Similarly, on-road vehicle operation has never been subject to OSHA regulation, but this proposed standard would do so in regard to emergency response vehicles. “Depending on how OSHA applies the standard, it even goes as far as to the personal vehicles operated by volunteer fire fighters or emergency medical responders who use their own vehicles to respond to emergencies,” Surma contends.
Another area of potential overreach deals with regulating emergency responders’ mental and physical health status, which can be especially problematic when it comes to volunteer firefighters.
“Nearly 80% of paramedics self-reported being overweight or obese, according to a 2015 study cited by OSHA in the proposed rule, and for many years there have been shortages of emergency medical service employees, yet the proposed standard calls for the creation of minimum medical requirements commensurate with the requirements of the position, ongoing medical evaluations, and fitness programs,” Surma says.
In addition, there are no exceptions for provider disability or age contained within the standard, he adds. “Moreover, mental health services would have to be provided (though they can be provided through community-based resources) to providers engaged in ‘potentially traumatic events.’”
Most of the providers of the sort of services covered by the proposed standard are private employers that augment services provided by public or quasi-public providers, which vastly expands the number and kind of workers who would be inevitably drawn under the regulation’s umbrella, Surma points out.
“While the proposed standard, if adopted, would require the creation of mutual aid agreements for a number of reasons, the efforts to negotiate those agreements will be influenced considerably by the fact that the public and quasi-public entities are not compelled to do so.
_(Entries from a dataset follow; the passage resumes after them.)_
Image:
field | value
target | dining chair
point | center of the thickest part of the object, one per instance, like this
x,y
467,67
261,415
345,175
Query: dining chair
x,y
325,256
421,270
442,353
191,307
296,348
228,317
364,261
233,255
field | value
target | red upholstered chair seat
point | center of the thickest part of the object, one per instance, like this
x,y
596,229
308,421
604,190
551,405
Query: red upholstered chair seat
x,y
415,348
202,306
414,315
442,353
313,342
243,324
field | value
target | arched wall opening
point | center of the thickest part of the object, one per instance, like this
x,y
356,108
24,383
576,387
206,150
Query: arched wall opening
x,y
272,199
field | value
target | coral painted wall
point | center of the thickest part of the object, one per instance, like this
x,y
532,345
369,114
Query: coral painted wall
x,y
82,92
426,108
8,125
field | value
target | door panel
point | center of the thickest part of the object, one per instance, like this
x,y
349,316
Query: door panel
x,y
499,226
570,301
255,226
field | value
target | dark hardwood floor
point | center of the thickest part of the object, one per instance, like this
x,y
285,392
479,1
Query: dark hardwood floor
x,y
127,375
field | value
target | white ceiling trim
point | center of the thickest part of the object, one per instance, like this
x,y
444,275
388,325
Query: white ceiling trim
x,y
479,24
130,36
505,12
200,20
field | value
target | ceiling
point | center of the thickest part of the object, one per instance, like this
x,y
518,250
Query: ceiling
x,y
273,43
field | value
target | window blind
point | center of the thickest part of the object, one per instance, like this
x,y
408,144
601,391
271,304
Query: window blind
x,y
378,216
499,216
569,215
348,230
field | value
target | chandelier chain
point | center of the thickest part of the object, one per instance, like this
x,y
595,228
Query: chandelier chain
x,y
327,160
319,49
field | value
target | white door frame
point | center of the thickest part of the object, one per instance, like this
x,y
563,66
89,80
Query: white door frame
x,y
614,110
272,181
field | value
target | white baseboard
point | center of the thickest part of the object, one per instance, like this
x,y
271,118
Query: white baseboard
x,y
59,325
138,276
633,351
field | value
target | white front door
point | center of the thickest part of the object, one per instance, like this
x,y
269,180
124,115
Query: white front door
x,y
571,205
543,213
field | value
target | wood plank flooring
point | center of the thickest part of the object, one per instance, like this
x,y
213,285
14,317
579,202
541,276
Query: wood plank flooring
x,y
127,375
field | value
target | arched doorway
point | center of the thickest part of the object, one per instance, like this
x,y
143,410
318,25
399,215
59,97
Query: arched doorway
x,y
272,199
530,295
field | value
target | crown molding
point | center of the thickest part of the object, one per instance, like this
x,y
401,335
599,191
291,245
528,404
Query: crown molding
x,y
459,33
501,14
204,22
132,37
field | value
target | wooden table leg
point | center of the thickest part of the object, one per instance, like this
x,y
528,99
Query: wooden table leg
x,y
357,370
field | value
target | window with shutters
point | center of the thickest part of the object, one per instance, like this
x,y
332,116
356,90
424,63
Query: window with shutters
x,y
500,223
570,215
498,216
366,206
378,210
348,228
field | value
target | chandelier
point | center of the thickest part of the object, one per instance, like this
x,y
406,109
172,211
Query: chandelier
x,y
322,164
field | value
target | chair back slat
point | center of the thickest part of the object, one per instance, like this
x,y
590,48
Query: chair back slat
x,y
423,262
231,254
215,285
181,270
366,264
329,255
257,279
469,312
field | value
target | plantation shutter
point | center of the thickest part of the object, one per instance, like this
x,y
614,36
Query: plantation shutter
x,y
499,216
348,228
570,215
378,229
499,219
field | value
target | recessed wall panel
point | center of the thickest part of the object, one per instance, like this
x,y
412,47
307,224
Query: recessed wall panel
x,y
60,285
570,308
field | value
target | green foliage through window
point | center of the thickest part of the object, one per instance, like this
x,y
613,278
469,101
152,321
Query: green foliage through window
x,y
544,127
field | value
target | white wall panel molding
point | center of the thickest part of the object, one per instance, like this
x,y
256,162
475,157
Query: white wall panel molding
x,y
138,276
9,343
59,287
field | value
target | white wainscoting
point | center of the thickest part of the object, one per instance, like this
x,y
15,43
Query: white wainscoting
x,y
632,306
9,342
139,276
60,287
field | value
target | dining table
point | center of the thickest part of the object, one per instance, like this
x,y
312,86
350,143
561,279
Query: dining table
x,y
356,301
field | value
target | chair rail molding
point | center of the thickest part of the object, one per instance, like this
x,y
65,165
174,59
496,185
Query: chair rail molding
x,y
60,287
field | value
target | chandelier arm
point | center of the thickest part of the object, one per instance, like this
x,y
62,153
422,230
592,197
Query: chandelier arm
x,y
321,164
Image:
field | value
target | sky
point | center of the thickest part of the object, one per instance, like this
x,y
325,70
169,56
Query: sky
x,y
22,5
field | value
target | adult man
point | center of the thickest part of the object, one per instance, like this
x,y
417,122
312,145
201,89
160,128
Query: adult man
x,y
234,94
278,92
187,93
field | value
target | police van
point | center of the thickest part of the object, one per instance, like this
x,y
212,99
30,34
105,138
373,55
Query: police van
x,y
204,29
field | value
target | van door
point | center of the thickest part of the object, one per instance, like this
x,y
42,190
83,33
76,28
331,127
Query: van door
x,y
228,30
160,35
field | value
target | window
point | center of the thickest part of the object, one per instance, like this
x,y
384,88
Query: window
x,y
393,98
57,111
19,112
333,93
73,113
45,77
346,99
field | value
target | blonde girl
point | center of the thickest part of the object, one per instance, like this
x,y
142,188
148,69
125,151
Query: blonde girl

Private entities providing services in the same communities may allow competition to serve as barriers to creating such agreements.”
The Jackson Lewis attorneys urge employers in the public and private sector who can expect to come under the jurisdiction of these standards to review their departmental practices, trainings, certifications and credentialing to ensure they are up to date with Federal Emergency Management Agency and NFPA requirements. This is best way to prepare due to the fact that “the proposed rule creates a plethora of novel plans and policies employers of emergency responders must have in place,” they stress.